Turkey Tracks: June 10, 2022
TWO Rainy Days!
Today, Friday, is bright and sunny after the past two rainy days.
And I’ll be walking with friend Jan Corson at 9:30. My legs are ready for a workout after treating myself to two days of enjoying the quiet peace of a good rainy day that allows lots of sewing.
In between some of the rain bands I replenished the inside flowers I’ve been cobbling together in the past few weeks—as the garden is not in full bloom yet. And yes, I got a bit sidetracked with pulling weeds as they practically jumped into my hands from the rain-soaked soil.
The orange rose is from the new landscape rose bush I planted a few weeks back. I LOVE the salmon color of it. And if it does well over the winter, I’ll plant a few more in garden holes around the house. These landscape roses are sturdy and colorful all summer.
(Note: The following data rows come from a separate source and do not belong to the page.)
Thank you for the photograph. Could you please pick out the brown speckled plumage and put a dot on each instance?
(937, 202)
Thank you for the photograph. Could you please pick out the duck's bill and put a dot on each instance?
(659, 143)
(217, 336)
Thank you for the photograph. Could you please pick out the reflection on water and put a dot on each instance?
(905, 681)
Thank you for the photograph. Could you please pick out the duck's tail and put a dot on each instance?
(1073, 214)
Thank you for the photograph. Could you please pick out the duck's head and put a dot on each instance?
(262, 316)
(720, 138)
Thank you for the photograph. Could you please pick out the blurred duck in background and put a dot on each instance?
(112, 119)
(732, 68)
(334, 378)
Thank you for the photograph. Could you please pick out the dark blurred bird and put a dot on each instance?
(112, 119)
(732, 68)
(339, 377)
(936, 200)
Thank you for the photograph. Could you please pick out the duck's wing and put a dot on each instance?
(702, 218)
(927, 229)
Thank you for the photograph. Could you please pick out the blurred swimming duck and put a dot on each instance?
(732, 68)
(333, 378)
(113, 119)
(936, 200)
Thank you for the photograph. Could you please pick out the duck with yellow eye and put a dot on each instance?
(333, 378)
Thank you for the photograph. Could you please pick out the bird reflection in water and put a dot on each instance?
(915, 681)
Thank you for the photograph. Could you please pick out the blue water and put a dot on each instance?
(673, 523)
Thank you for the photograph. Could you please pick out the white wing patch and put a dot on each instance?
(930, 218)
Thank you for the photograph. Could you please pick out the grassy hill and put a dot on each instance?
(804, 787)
The Bear Paw quilt top is growing on the design wall—it’s being made from the last of the 3-inch Cotton+Steel strips I cut for the Churn Dash quilt tops. Each block will be separated by cream 2-inch strips and attendant cornerstones. I have not decided about the edges yet—if I take the 2-inch strips around the edge it will be because I have enough of that fabric.
I’m thinking 4 rows, which will make a top that is about 65 inches—a good lap size for a little boy.
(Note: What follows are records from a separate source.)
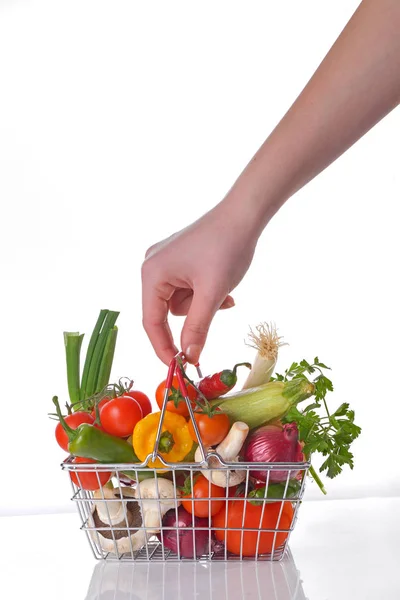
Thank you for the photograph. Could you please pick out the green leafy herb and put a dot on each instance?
(329, 433)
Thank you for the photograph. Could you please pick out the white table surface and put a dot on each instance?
(341, 550)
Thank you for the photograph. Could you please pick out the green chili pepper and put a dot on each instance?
(275, 490)
(88, 441)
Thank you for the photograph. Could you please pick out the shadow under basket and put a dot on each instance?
(138, 515)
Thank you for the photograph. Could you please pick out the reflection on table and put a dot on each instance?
(186, 581)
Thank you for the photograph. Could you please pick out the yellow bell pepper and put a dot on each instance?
(175, 442)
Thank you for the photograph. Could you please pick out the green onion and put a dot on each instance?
(98, 352)
(90, 350)
(107, 360)
(73, 343)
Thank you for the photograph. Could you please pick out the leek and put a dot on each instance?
(94, 369)
(73, 343)
(90, 350)
(261, 405)
(107, 360)
(267, 342)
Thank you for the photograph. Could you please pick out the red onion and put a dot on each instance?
(273, 444)
(172, 537)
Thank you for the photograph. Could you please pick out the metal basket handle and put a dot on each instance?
(176, 369)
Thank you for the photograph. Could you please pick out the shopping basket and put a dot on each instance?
(138, 515)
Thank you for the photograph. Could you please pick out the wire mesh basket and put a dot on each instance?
(142, 514)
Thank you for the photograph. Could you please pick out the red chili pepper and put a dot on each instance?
(219, 384)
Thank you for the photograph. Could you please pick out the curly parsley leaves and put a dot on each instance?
(330, 434)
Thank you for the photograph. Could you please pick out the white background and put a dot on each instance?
(121, 122)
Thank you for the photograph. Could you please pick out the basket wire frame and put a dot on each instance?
(153, 547)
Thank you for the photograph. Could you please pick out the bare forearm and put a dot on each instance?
(356, 85)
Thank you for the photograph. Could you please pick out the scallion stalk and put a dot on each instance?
(73, 343)
(267, 342)
(107, 360)
(98, 352)
(90, 350)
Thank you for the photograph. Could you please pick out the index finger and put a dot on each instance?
(155, 322)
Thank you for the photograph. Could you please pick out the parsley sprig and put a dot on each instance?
(329, 433)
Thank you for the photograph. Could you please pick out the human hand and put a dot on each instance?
(192, 273)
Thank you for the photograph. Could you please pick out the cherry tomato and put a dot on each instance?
(88, 480)
(143, 400)
(253, 519)
(204, 489)
(212, 429)
(73, 420)
(120, 415)
(177, 402)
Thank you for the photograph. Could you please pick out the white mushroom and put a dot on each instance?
(228, 450)
(156, 502)
(142, 507)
And for the second little boy, I’m playing with the rest of the 3-inch strips and the half-square triangles I’ve made to get variety for the Bear Paw block. Maybe a star block for a quilt I can call ”Wyoming Stars”?
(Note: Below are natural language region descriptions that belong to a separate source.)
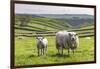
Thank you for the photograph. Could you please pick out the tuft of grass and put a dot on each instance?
(26, 52)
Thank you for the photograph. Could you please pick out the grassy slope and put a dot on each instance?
(26, 52)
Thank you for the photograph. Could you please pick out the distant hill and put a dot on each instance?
(67, 16)
(74, 20)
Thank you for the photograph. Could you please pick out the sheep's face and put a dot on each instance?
(40, 39)
(72, 36)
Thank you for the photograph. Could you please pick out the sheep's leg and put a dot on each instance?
(41, 52)
(73, 51)
(62, 50)
(38, 52)
(68, 51)
(58, 51)
(46, 50)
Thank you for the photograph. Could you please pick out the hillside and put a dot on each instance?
(42, 24)
(74, 20)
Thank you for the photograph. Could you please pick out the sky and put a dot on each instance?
(47, 9)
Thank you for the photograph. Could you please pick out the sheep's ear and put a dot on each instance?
(70, 34)
(76, 34)
(43, 37)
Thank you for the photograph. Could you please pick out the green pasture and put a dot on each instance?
(26, 52)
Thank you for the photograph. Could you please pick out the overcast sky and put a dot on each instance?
(46, 9)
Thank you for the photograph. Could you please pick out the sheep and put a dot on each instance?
(67, 40)
(42, 44)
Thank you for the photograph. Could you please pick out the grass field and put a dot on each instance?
(26, 49)
(26, 52)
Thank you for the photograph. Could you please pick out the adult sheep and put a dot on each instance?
(67, 40)
(42, 43)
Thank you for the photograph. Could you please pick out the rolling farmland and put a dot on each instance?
(25, 42)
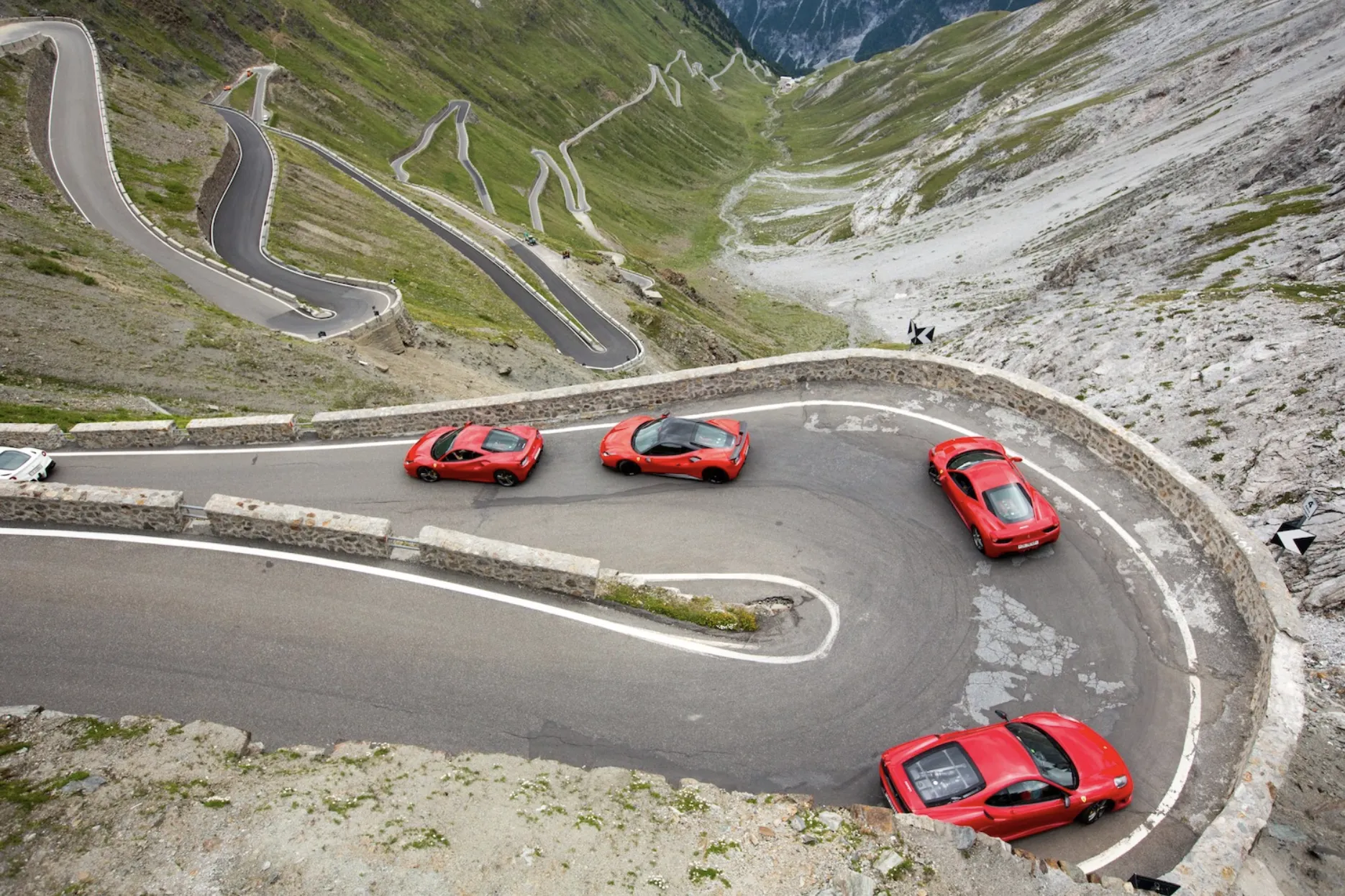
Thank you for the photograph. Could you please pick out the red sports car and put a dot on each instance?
(1009, 780)
(505, 455)
(1005, 514)
(709, 449)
One could also use more half-square triangles in that large center. I’d keep the 4 corners in solids though.
Or…make the square in the middle solid…
The playing continues…
2 thoughts on “TWO Rainy Days!”
Hi, Louisa. Why is that beautiful salmon rose called a “landscape rose”? –Peggy
Good question. Scroll down to “groundcover roses” in the Jackson Perkins link—which also are known as “landscape roses.” Decades ago, these roses only came in white, pink, or red. They are used in masses in landscapes—and you’ve seen them used that way—especially in urban commercial places. They can sprawl a bit, but only get about 3 feet high. I’m not sure yet how “sprawly” my new rose is. These roses are very hardy and don’t need the care that heritage et al roses need.